In “1984,” George Orwell’s novel about a totalitarian society, Winston Smith, the book’s protagonist, works in the Ministry of Truth where he spends his days “rectifying” newspaper articles, books, and other print sources.
Orwell explained Smith’s job in an early chapter.
“For example, it appeared from The Times of the seventeenth of March that Big Brother… had predicted that the South Indian front would remain quiet but that a Eurasian offensive would shortly be launched in North Africa,” he wrote. “As it happened, the Eurasian Higher Command had launched its offensive in South India and left North Africa alone.
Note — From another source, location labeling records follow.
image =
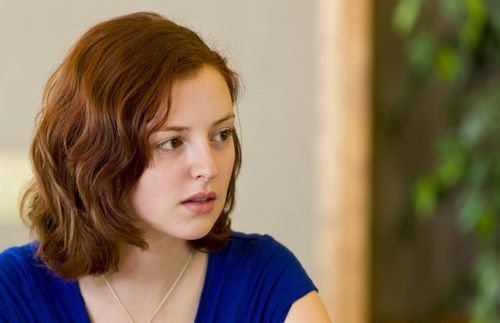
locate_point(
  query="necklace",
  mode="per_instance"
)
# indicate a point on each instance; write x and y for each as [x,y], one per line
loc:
[115,295]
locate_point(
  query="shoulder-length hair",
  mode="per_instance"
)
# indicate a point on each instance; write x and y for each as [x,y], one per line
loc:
[91,142]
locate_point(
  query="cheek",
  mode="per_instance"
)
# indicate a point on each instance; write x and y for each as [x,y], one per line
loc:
[149,189]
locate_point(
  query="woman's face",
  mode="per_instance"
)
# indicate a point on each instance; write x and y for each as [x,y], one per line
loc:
[183,190]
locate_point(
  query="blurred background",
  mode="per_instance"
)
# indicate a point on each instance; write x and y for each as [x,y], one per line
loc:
[369,134]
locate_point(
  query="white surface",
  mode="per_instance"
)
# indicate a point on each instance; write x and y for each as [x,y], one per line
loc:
[268,42]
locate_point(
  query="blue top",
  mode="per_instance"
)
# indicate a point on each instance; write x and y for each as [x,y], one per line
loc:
[253,278]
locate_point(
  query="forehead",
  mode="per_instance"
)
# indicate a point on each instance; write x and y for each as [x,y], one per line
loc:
[203,96]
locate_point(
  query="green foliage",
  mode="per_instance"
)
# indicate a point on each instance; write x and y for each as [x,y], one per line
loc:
[462,51]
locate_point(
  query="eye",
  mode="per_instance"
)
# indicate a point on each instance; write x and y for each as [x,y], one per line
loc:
[170,144]
[223,135]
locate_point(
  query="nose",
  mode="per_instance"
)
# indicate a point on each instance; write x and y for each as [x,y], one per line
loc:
[203,164]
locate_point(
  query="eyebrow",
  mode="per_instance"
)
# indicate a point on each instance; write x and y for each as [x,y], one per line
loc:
[180,129]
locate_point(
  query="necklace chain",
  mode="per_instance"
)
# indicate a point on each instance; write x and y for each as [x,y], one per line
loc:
[118,300]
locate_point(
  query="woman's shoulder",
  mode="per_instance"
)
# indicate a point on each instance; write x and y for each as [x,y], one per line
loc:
[255,274]
[254,244]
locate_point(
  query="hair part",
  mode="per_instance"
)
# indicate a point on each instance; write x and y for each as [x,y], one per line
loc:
[91,142]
It was therefore necessary to rewrite a paragraph of Big Brother’s speech, in such a way as to make him predict the thing that had actually happened.”
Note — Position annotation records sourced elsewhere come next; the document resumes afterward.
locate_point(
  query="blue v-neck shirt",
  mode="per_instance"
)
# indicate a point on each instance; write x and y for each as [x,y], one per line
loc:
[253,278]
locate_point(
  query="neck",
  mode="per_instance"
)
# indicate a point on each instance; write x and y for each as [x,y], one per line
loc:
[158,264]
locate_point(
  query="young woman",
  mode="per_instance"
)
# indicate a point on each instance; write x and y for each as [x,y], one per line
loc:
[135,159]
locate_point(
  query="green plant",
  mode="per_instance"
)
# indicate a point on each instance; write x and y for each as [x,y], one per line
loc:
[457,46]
Of course, our government doesn’t do that sort of thing.
In 2004, that function of the Ministry of Truth is privatized and performed by the mainstream press.
During the January 22 debate among the Democratic presidential contenders, Peter Jennings, the ABC News anchor, a unit of the Walt Disney Company, did a little rectifying before a national audience.
Jennings noted that Michael Moore, the filmmaker, had shared the stage with former General Wesley Clark, at one of his campaign rallies. Moore, who is backing Clark, said he looked forward to debates between Clark and President George W. Bush or, as Moore put it, between “the general,” meaning Clark, and “the deserter,” meaning Bush.
The deserter label stems from a story in the Boston Globe on Bush’s service in the Texas Air National Guard. Perhaps it is more accurate to say the story concerned the time Bush did not spend serving his country.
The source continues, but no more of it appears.